Page 1 of 1

Boolean Wildmat problem

Posted: Sat Aug 19, 2006 6:30 am
by Greg_G
I've been using the same boolean wildmat for par detection for a long time now, but it's no longer working. I noticed in the dev forum that, in 1.7, Alex made some changes to the syntax. But, I'm having trouble adjusting for it.

The original working string was this:
(\.[pP][0-9][0-9]|vol*.par2)&^(\.[pP]art[0-9]*\.[^pP])&^(\(0/)&^(\(00/)&^(\(000/)

Essentially, it starts with a broad search, which gets a lot of false positives, and then removed the false positives with all those &^() sections.

I tried replacing [] with {}, as per that post, but that did not help. I know I can turn off case-sensitive to replace [pP] with p but I never bothered since "it it ain't broke, don't fix it".

It seems like it starts to fail when I have ()|(). For example, this very simple (useless) testing string gives no results:
(vol*.par2)|(par)
while the two individual components work fine by themselves.

This string used to work perfectly (well it didn't include the index .par2, but that's how I wanted it). Any suggestions? I haven't come up with anything that even comes close to working. I suspect there's just something about the new syntax I'm not grasping.

Thanks,
Greg

Edit: I should mention that I use this via the Filter Editor/Filter Droplist.
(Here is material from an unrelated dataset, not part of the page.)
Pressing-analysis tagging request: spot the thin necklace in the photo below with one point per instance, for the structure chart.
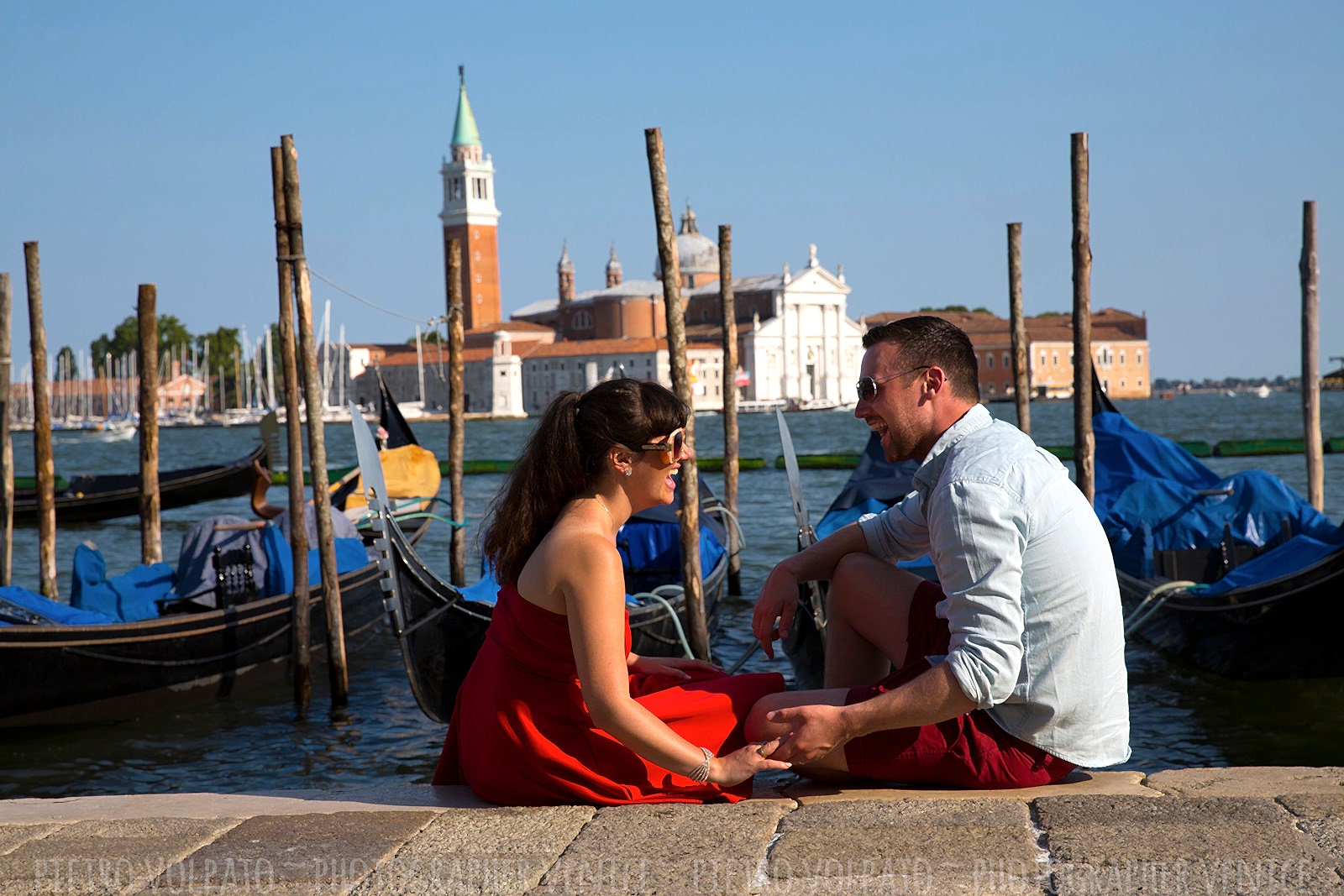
(602, 504)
Re: Boolean Wildmat problem

Posted: Sat Aug 19, 2006 8:08 am
by Josef K
Greg_G wrote:It seems like it starts to fail when I have ()|(). For example, this very simple (useless) testing string gives no results: (vol*.par2)|(par) while the two individual components work fine by themselves.
I've noticed myself that the OR operator appears to be a bit flaky, even with simple queries. I mainly use mine for the search service but I've been getting hit/miss results since Alex changed the format slightly (brackets or braces also seems to make no difference to my results).

Posted: Sun Aug 20, 2006 4:03 pm
by alex
in this particular example \. should be replaced with . since . is not a special character (see the list of changes http://www.netwu.com/ue/UE.txt).
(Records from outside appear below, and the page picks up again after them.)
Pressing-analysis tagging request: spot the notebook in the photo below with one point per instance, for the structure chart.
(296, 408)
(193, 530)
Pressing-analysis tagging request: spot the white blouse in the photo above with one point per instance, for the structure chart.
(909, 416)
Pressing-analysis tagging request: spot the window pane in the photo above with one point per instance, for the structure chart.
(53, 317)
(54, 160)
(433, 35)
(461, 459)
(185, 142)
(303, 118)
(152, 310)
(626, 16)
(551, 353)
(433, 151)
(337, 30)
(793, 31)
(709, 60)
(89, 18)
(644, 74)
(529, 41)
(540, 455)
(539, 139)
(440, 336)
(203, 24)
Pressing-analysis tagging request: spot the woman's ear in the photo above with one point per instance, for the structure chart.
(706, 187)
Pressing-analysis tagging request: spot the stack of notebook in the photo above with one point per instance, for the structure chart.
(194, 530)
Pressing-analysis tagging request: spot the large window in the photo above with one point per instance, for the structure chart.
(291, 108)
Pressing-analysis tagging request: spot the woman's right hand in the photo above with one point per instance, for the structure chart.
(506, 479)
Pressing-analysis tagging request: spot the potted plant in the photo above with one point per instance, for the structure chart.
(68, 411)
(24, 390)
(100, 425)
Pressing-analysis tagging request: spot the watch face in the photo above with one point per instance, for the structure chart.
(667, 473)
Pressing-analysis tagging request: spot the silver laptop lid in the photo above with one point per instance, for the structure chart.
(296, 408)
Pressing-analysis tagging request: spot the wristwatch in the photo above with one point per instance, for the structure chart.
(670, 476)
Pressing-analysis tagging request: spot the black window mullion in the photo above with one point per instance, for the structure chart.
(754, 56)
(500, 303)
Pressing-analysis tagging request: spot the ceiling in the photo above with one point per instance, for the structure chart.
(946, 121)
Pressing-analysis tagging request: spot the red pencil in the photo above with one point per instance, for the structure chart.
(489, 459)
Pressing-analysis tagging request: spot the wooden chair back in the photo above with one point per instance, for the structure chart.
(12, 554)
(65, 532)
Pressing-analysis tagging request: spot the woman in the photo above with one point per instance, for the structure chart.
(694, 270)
but i also see now expressions with parentheses were affected, since in addition i tried to discern cases when ) is special character or not and i introduced a bug in one line of code.

i've changed it here and it is in effect for the indexing server, but as to usenet explorer itself until the next release you can use this version which i've just compiled:

http://www.netwu.com/ue/ue1701.zip

so your pattern should be then:

(.{pP}{0-9}{0-9}|vol*.par2)&^(.{pP}art{0-9}*\.{^pP})&^(\(0/)&^(\(00/)&^(\(000/)

but additionally, as to this particular pattern {pP} may be replaced with {p} and {^pP} with {^p} since in Usenet Explorer search patterns are case insensitive, so it also may be replaced with:

(.p{0-9}{0-9}|vol*.par2)&^(.part{0-9}*\.{^p})&^(\(0/)&^(\(00/)&^(\(000/)

also in principle parentheses may be omitted in most places:

(.p{0-9}{0-9}|vol*.par2)&^.part{0-9}*\.{^p}&^\(0/&^\(00/&^\(000/

if you see any problems with the version above let me know (unlikely since the main work was adding the whole word special character and i checked the more important code very thoroughly before the 1.7 release), but before all pay attention to those changes listed in UE.txt:

[] were replaced with {} since square brackets are too common in real world subjects

" special character added to help in matching whole words

\ only turns off the special meaning of the special characters and not every character i.e.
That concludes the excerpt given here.